The sociopathy of Facebook Live

People have been using Facebook for a year or so to livestream rapes and murders, and Facebook public relations is trying to reassure everyone at least that these will be taken down in minutes rather than hours or days. But in reality the question that is being asked, and not answered, is one we really already solved in the 1980's, which is whether you can have unmoderated interaction on the Internet? Mailing lists of a few hundred people without active leadership all washed out within a few months with trolling and insults. Facebook and Twitter are unmoderated Internet mailing lists of billions of people. Obviously they will be used to threaten your child with rape, send you pictures of yourself in Auschwitz, and live-stream horrific violence. There are only two choices: either we recognize what we already learned, that you can't have unmoderated lists (but that interferes with Zuckerberg making his next billion dollars); or we just suck it up (metaphorically allow ourselves all to be beaten senseless, like the doctor on the United flight, for the good of the billionaires).

The hapless Pentagon

For much of my life I somehow continued to believe the propaganda that we had a culturally superior military that loved democracy and didn't seek power; but the military shines by the reflected light of its Commander in Chief's morality and culture. Either that or there has been some bizarre transformation in Pentagon culture in a few short months, from Obama to Trump, though the personnel are the same. The intense quality of excuse-making when civilians are harmed has intensified, and the off-the-record rhetoric about the use of massive bombs is just embarassing. As was the experience of no one knowing where an aircraft carrier was. I remember having an epiphany when I was sixteen, listening to my high school principal rant about anti-war protest, and noticing that the gym teacher was his toady AND wearing a Mickey Mouse watch, that adults were children. I have that same feeling now.

Fox News

We could debate endlessly whether it is a news organization or a propaganda machine, but can anyone seriously now disagree it had a vicious, sex-obsessed, vain and monstrous male-dominated culture? Doesn't that answer the other question also: or can bad people ever do good work?

Democrats and abortion

No! The Democratic party can't support "pro-life" candidates, any more than it can support pro-segregation candidates, because it is the same damn issue: equality.

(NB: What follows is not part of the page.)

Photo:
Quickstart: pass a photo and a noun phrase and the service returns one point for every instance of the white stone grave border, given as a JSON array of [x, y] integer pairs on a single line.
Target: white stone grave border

It is not a private moral matter: women who don't have autonomy, control of their own bodies, cannot function as equals in work, career, politics, or at any social level, even if there are some women who don't see it that way. I keep obsessively returning to the "Stand Your Ground" laws, which mandate that men (mostly men resort to them) can kill an innocent person legally if they had a reasonable fear of being physically interfered with. It is a huge, grotesque, murderous double standard to say that women alone have a duty to allow interference. You actually cannot reconcile an abortion ban with "Stand Your Ground": why can't a woman stand her ground against a pregnancy she does not want?